Brownout

Sports fans discuss blackouts like a fate worse than death. Like every time an infomercial plays on a Sunday afternoon instead of a football game, someone’s grandmother gets destroyed by evil pixies.

American sports fans hate their blackouts, but they are far from new. Before television brought sports leagues billions of dollars in annual revenue, the picture box was a scary thing that needed to be killed with fire. If you could watch sports on a magic box in your living room, why would you go to a game? Hence the blackout. Over the last few decades, technology and the ubiquity of live video has changed our lives. The blackout rules have stayed the same.

Blackouts are a relic of the sporting past, a once useful appendage that now only gets in the way of us being sports fans. Decades ago, before a Justin.tv user cracked the code, before satellite television and fantasy football, it was a well-implemented weapon used by owners to fill the seats.

Blackout restrictions today are mere obstacles, for fans and owners alike. If you try hard enough, you can get the games online. There are dozens and dozens of sites. Even if you can’t get video, the information will find its way to you. Football is everywhere, even in the offseason. Say what you will about the league’s oddly limited online offerings, but every other media outlet on the planet is more than ready to cover the wheels off football, 356 days a year. For owners, it merely makes them appear to be the bad guy when they don’t open the checkbook and buy up the remaining seats to avoid a Slap Chop Sunday.

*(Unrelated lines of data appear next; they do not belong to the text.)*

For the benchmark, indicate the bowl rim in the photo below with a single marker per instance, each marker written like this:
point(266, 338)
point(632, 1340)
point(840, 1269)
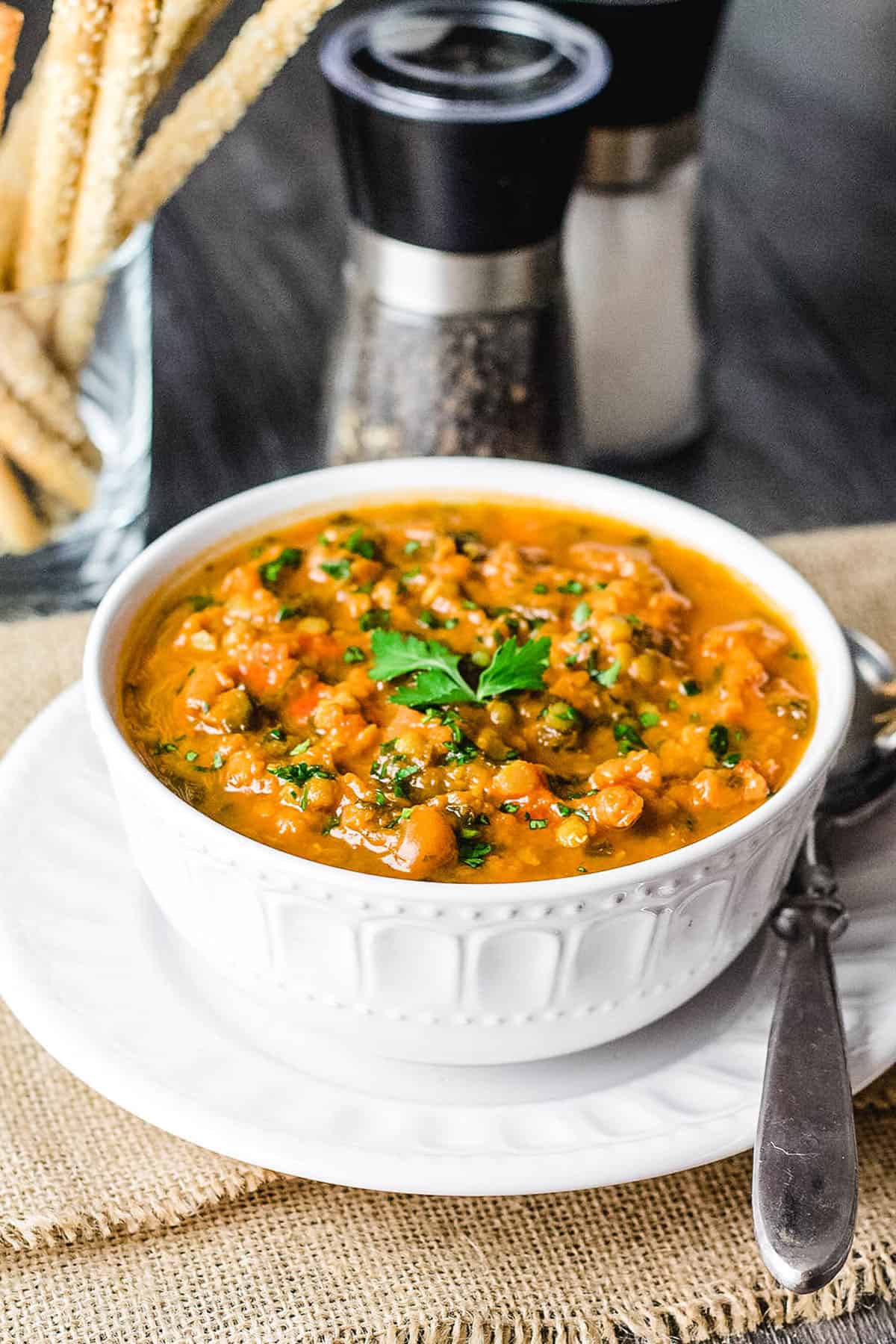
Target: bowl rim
point(458, 477)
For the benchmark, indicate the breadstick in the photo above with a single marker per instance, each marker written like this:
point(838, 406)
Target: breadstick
point(16, 156)
point(112, 140)
point(10, 28)
point(214, 107)
point(181, 27)
point(47, 460)
point(20, 530)
point(34, 378)
point(69, 85)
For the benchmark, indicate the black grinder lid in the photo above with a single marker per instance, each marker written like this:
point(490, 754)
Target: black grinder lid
point(462, 121)
point(660, 52)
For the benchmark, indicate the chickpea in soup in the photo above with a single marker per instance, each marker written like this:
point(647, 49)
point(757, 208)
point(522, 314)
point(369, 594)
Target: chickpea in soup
point(467, 692)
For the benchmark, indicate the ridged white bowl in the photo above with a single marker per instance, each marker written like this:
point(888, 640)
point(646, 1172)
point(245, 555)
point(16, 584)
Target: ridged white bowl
point(480, 974)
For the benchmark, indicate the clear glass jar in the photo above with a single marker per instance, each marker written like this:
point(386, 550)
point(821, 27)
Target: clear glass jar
point(629, 264)
point(67, 443)
point(415, 385)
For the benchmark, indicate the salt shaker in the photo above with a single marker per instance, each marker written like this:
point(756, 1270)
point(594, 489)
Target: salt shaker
point(629, 233)
point(461, 129)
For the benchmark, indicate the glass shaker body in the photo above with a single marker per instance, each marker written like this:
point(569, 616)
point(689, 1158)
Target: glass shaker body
point(461, 129)
point(414, 383)
point(637, 343)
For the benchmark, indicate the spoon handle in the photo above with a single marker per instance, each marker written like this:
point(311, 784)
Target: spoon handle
point(805, 1166)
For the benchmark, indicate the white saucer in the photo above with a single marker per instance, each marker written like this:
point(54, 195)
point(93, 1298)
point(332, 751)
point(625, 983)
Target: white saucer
point(97, 976)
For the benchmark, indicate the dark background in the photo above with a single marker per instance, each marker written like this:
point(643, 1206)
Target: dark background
point(798, 277)
point(798, 280)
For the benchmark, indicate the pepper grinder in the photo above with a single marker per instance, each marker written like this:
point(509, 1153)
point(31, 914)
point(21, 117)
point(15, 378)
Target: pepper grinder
point(629, 234)
point(461, 129)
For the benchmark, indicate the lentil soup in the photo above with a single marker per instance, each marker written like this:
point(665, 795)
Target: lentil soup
point(467, 692)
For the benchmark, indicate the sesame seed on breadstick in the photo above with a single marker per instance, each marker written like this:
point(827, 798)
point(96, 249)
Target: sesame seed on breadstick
point(11, 23)
point(20, 529)
point(69, 87)
point(47, 460)
point(211, 108)
point(114, 129)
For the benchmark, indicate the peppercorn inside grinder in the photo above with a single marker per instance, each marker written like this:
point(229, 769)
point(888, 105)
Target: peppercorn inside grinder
point(461, 131)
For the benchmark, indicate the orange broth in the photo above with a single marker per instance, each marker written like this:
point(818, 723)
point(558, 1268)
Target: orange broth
point(665, 699)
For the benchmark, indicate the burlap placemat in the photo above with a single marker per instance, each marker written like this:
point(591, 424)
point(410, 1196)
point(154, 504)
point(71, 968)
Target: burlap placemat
point(114, 1231)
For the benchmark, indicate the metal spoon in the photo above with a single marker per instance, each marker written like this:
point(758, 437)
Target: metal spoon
point(805, 1166)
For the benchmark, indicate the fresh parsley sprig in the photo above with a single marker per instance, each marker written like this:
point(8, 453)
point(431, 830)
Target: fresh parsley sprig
point(437, 675)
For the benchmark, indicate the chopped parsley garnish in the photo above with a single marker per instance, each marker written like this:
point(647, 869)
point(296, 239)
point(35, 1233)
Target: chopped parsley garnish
point(609, 676)
point(719, 741)
point(628, 738)
point(438, 680)
point(287, 559)
point(361, 544)
point(566, 811)
point(337, 569)
point(300, 774)
point(378, 618)
point(473, 853)
point(461, 750)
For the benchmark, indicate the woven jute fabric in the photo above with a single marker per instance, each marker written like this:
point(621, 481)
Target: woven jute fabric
point(113, 1231)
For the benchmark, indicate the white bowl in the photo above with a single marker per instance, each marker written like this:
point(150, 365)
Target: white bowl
point(435, 971)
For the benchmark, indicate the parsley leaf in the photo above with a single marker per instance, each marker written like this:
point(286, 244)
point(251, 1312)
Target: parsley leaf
point(473, 853)
point(438, 678)
point(337, 569)
point(287, 559)
point(629, 738)
point(516, 667)
point(300, 774)
point(719, 741)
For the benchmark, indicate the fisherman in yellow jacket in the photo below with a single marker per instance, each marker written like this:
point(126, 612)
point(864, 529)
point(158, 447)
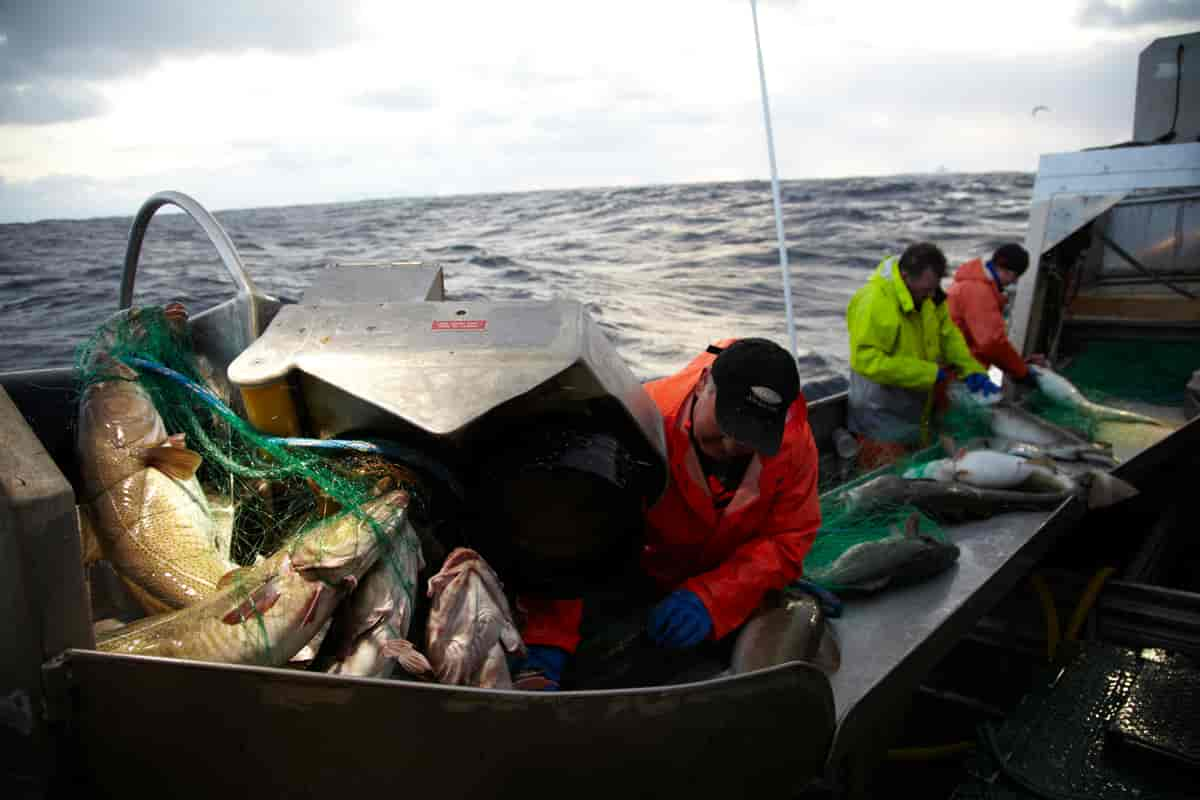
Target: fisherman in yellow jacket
point(903, 347)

Blackouts are archaic and simply do not fit the times we live in, and yet they remain. We are currently experiencing the death rattle of these rules, but it will almost certainly be a messy process. Politicians love to Defend the People with blackouts, but they almost always look silly doing it. Assuming a billion dollar entity will hit the kill switch on a rule that they believe is making them money is silly.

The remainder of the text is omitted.